Quem governa "não sabe o que é que há-de fazer com o Plano" e pediu às associações que identificassem as prioridades na sua implementação, lembra Paula Cardoso. "Como se fosse uma responsabilidade nossa governar, como quem diz 'isto é um problema vosso, nós estamos aqui deste lado, enviem lá as vossas propostas e depois logo veremos'", critica, recordando que o Plano Nacional de Combate ao Racismo e à Discriminação esteve em consulta pública e resultou de meses de trabalho de um grupo de pessoas com muita experiência.
Mamadou Ba não duvida de que "não será este Governo que vai encontrar soluções" para a situação nos bairros, desde logo porque "é chefiado por alguém que diz que não há problemas raciais".
Um mês depois da morte de Odair Moniz, baleado por um agente policial, Flávio Almada lembra que também ainda "não se apurou a responsabilidade política" sobre o que aconteceu, tendo-se assistido à "criminalização da vítima e da comunidade".
A Lusa questionou o Ministério da Presidência, que convocou a reunião de Outubro, mas ainda não obteve resposta.

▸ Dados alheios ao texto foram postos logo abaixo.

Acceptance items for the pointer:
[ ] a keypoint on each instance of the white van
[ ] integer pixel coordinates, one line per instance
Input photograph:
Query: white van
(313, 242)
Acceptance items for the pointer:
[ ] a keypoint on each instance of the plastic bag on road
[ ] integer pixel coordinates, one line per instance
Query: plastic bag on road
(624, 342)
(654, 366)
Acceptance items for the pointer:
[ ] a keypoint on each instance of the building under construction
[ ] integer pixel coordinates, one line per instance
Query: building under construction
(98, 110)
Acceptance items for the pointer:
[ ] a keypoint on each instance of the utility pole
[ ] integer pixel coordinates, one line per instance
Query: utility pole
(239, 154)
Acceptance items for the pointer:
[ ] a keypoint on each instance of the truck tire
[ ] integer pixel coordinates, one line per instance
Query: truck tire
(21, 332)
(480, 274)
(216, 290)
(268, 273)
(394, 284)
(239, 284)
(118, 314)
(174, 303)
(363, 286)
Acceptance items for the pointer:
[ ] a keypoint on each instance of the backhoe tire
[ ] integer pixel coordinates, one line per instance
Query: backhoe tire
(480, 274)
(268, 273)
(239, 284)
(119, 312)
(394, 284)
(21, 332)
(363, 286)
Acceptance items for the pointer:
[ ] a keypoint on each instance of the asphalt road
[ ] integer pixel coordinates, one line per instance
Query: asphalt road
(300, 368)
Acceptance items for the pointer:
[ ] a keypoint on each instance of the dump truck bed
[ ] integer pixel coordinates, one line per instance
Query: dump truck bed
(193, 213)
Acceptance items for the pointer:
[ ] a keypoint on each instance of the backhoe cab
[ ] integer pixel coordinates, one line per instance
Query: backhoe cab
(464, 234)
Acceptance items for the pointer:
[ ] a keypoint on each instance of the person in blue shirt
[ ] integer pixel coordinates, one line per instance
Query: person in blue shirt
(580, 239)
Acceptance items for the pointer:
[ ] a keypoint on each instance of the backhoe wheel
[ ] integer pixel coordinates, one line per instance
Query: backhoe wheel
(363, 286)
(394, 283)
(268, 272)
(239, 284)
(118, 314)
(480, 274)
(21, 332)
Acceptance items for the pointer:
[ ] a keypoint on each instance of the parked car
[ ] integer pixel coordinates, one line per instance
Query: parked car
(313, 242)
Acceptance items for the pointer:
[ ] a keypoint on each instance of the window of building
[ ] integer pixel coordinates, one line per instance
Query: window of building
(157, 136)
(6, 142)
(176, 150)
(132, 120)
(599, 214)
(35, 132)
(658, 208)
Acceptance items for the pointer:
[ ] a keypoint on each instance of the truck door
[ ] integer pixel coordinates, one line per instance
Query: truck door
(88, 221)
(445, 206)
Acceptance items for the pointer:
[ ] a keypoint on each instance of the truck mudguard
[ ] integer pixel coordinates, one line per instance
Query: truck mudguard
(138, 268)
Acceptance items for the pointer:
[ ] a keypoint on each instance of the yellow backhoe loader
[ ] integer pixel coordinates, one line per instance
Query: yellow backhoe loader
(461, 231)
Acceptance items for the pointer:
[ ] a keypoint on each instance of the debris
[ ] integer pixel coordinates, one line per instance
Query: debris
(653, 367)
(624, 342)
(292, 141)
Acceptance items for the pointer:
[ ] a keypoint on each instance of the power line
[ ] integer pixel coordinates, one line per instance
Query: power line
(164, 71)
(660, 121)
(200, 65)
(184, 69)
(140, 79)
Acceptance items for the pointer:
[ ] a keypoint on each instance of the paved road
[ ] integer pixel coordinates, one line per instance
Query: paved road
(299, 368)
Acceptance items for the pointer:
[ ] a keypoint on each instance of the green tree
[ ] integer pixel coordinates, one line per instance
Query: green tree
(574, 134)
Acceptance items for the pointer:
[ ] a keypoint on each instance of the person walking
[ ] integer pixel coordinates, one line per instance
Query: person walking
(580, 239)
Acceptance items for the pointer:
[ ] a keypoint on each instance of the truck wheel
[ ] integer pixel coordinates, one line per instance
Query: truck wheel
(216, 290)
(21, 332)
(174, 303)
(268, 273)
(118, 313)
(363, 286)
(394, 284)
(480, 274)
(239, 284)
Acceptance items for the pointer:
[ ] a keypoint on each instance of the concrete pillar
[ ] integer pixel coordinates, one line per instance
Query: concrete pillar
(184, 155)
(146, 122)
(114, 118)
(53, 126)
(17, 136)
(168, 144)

O Vida Justa - que organiza no domingo uma Assembleia Popular dos Bairros - promete "continuar a lutar para que se faça justiça, pelas vítimas mortais e outras traumatizadas pela repressão policial, pelo fim das zonas urbanas sensíveis e pela desmilitarização da esquadra de Alfragide", situada às portas do Bairro do Zambujal, no concelho da Amadora, onde Odair Moniz vivia.
O cabo-verdiano de 43 anos foi baleado por um agente da PSP, no Bairro da Cova da Moura, no mesmo concelho, em 21 de Outubro, tendo-se seguido uma série de tumultos no Zambujal e noutros bairros da Área Metropolitana de Lisboa, onde foram queimados e vandalizados autocarros, automóveis e caixotes do lixo, somando-se sete pessoas feridas, uma das quais com gravidade.